Rybakina datang ke turnamen itu bukan tanpa modal bagus. Dia baru saja mengantongi dua gelar WTA pertamanya. Yakni, Bucharest Terbuka 2019 dan Hobart International 2020. Tahun lalu dia juga menjadi runner-up di Jiangxi Terbuka dan Shenzhen Terbuka.

Salah satu momentum penting perkembangan karir Rybakina adalah keputusan untuk fokus di dunia tenis setelah lulus dari sekolah.
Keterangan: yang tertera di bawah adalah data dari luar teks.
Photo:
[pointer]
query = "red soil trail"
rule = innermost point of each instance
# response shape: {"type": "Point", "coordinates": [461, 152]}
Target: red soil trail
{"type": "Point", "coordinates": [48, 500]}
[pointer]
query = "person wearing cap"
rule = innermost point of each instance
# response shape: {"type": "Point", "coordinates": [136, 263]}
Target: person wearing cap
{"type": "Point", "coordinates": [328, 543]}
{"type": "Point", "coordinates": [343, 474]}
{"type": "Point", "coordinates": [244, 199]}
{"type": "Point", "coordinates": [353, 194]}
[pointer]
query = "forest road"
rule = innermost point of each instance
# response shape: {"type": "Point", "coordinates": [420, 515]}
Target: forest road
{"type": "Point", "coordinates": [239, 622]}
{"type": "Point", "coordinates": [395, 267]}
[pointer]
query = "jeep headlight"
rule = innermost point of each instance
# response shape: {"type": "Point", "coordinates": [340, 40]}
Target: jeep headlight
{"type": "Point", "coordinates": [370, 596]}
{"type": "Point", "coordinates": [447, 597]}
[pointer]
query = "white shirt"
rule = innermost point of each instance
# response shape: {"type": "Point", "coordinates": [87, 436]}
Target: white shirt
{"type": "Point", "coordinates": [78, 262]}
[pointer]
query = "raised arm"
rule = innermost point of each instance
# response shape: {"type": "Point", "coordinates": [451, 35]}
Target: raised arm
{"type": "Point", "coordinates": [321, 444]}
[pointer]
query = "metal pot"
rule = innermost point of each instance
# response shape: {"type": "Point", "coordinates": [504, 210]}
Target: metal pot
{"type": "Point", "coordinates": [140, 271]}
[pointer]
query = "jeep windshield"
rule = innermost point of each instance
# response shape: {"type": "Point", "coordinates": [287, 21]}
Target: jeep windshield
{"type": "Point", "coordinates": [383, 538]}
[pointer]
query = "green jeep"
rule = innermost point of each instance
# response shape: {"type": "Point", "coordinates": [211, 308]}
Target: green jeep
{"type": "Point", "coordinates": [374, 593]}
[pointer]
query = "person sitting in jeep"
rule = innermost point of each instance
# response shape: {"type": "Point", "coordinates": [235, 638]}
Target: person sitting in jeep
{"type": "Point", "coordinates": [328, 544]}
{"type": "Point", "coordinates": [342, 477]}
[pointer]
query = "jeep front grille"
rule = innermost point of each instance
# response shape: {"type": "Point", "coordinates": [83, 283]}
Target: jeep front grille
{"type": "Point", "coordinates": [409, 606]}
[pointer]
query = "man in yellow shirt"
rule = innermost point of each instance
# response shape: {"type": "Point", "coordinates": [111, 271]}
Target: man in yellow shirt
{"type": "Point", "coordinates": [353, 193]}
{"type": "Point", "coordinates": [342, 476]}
Padahal, dia juga sempat mendapatkan 15 tawaran kuliah di Amerika Serikat. Sejak 2019, dia mengontrak Stefano Vukov sebagai pelatih pribadi. Sejak saat itu, petenis kelahiran Rusia tersebut mulai menemukan permainan terbaiknya.

”Sebelumnya, aku tidak punya pelatih yang mendampingiku kala mengarungi turnamen besar,” katanya sebagaimana dikutip situs resmi WTA.

Rybakina yang belum banyak dikenal fans tenis dunia semestinya akan bertarung tanpa beban kala bersua Barty pagi ini. Dia pun mengakui hal itu. ”Aku punya beberapa teman baik di Tour. Tetapi, untuk pemain top, mereka tidak mengenalku,” ujar penggemar Roger Federer tersebut.

Capaian Rybakina sejauh ini menjadi prestasi terbaik buat dia. Untuk kali pertama dia menembus hingga babak ketiga grand slam. Tahun lalu dia tampil di empat grand slam dunia. Di Prancis Terbuka dan AS Terbuka, dia mentok di babak pertama. Sedangkan di dua turnamen lainnya (Australia Terbuka dan Wimbledon), dia tidak mampu lolos kualifikasi.